Johnson will smear lipstick all over this pig of a deal and declare it a triumph. Those who want to believe it will do so and the only early evidence of the huge defeat that it really is will be some delays at the ports as customs officers learn their new jobs. The real bill will come in later and almost invisibly, in lost trade, investment and opportunities.
The last official British government estimate was that 15 years from now, the British economy will be between 5 per cent and 7 per cent smaller than it would have been as an EU member (but still a bit bigger than it is now).
That's not the raw material for a counter-revolution – and besides, any projection about the economic situation in 2035 is really pure guesstimate. One Covid more or less could make just as much difference as Brexit.
All one can say is that the British economy will not "prosper mightily" outside the EU, as Johnson promised but it won't collapse either. And then, in due course, the younger, pro-EU Brits will become the majority, thanks to the magic of generational turnover. But until then, if Britain comes knocking at the EU's door asking to be allowed back in, Brussels should say "no".
What really happened on December 31 is that the European Union was finally freed to develop in the way that its other major members clearly want. The goal of "ever closer union", anathema to English exceptionalists, is back on the agenda.

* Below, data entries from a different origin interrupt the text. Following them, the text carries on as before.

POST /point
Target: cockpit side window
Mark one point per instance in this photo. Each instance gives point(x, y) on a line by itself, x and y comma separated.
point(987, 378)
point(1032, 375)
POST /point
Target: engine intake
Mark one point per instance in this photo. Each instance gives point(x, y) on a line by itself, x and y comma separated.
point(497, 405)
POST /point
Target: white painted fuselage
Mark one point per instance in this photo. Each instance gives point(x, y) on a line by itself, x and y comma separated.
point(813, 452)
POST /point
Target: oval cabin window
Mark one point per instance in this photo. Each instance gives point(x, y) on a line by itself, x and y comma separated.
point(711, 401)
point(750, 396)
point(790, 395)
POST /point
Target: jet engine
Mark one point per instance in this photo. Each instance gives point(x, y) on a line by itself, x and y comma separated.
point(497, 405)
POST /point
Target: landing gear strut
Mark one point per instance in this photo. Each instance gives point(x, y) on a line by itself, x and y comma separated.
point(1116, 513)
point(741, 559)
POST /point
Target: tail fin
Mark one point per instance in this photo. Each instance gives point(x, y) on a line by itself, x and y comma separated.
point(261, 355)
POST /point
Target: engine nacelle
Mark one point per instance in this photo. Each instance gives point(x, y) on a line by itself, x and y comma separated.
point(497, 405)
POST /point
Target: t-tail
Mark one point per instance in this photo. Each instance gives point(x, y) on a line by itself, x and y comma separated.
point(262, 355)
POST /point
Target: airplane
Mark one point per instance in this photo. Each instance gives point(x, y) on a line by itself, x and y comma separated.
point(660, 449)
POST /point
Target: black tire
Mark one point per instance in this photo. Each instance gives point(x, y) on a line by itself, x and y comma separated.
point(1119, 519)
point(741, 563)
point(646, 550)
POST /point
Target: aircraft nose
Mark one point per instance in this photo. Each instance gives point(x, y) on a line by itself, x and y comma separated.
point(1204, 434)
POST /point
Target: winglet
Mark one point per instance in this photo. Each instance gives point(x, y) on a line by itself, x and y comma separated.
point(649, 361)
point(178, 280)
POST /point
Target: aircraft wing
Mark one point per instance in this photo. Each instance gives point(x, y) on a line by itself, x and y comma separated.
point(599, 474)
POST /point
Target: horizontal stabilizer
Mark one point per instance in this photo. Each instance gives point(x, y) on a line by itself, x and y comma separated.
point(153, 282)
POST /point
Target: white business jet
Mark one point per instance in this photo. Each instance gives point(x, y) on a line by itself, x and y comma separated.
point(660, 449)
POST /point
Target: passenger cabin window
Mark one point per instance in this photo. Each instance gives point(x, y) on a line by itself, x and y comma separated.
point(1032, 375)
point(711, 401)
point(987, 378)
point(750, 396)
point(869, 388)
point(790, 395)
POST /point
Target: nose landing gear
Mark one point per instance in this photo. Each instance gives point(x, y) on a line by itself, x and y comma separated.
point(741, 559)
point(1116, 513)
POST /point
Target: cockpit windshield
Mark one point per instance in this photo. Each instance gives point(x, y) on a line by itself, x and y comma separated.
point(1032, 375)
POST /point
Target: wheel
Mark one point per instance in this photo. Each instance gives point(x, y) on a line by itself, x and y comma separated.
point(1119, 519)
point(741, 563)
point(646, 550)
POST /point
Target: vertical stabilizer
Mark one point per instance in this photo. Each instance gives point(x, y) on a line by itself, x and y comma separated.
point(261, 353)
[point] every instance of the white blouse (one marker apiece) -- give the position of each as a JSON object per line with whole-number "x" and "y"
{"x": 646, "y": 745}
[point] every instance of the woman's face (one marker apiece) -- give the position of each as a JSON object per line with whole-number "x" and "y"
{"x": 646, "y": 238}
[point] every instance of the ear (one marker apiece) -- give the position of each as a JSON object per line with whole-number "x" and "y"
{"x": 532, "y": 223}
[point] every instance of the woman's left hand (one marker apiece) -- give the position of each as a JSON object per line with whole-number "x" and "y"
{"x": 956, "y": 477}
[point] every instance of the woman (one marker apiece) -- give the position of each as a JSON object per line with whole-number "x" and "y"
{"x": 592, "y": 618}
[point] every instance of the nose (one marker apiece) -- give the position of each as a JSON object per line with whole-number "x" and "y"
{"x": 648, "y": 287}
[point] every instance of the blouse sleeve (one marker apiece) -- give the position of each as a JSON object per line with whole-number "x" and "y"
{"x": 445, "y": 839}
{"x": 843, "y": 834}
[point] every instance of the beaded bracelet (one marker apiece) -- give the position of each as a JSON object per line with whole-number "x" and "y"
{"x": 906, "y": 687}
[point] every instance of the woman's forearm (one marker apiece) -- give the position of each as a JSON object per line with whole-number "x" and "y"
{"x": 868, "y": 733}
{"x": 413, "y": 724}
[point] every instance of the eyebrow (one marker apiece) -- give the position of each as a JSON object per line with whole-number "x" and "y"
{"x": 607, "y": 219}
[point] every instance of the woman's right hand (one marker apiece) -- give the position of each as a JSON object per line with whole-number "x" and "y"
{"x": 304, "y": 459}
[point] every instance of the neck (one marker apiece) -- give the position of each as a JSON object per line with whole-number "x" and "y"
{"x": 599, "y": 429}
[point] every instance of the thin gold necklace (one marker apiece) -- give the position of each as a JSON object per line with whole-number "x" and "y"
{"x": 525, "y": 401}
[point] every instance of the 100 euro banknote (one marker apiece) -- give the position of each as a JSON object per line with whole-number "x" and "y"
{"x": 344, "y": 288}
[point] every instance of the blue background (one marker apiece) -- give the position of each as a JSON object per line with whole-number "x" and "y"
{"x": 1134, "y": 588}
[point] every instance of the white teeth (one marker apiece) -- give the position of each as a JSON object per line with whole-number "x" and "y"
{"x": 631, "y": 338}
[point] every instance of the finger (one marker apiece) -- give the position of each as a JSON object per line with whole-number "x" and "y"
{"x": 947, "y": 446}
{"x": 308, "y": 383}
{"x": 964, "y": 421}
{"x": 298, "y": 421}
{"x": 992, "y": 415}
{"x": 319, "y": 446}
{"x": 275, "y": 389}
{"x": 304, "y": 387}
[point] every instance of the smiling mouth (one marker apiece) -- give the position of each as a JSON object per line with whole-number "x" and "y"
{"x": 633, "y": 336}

There is ambivalence in every member country about the idea of creating a semi-federal European super-state but, in a world where democracy and the rule of law are under siege, most people can see the need to strengthen the European Union. Last July the EU's leaders took a huge step in that direction: for the first time they agreed to borrow collectively on the financial markets.
France and Germany were all for it and Italy and Spain needed the money to finance a trillion-euro aid programme to help them through the coronavirus crisis. Those four countries now contain more than half the EU's population and they outvoted the "frugal four" (the Netherlands, Austria, Sweden and Denmark) that opposed taking on debt to support "feckless" Mediterranean members.
If Britain had still been a member, it would have vetoed the measure because it infringed on the UK's sacred "sovereignty'. French President Charles de Gaulle, who vetoed British membership applications twice in the 1960s, was right: England does not have a "European vocation" and it should not be allowed in.
The financial precedent that was set in July opens the door to a future EU that acts much more like a state. Even a common defence budget is now within reach – not something vital in military terms but a European army would be a hugely important symbol of unity.
The United States may be back soon but the world could certainly use a second powerful advocate for democracy and the rule of law. Brexit may be giving us just that by freeing the EU to move on - and we should be grateful.
• Freelance journalist Gwynne Dyer is author of Growing Pains: The Future of Democracy (and Work).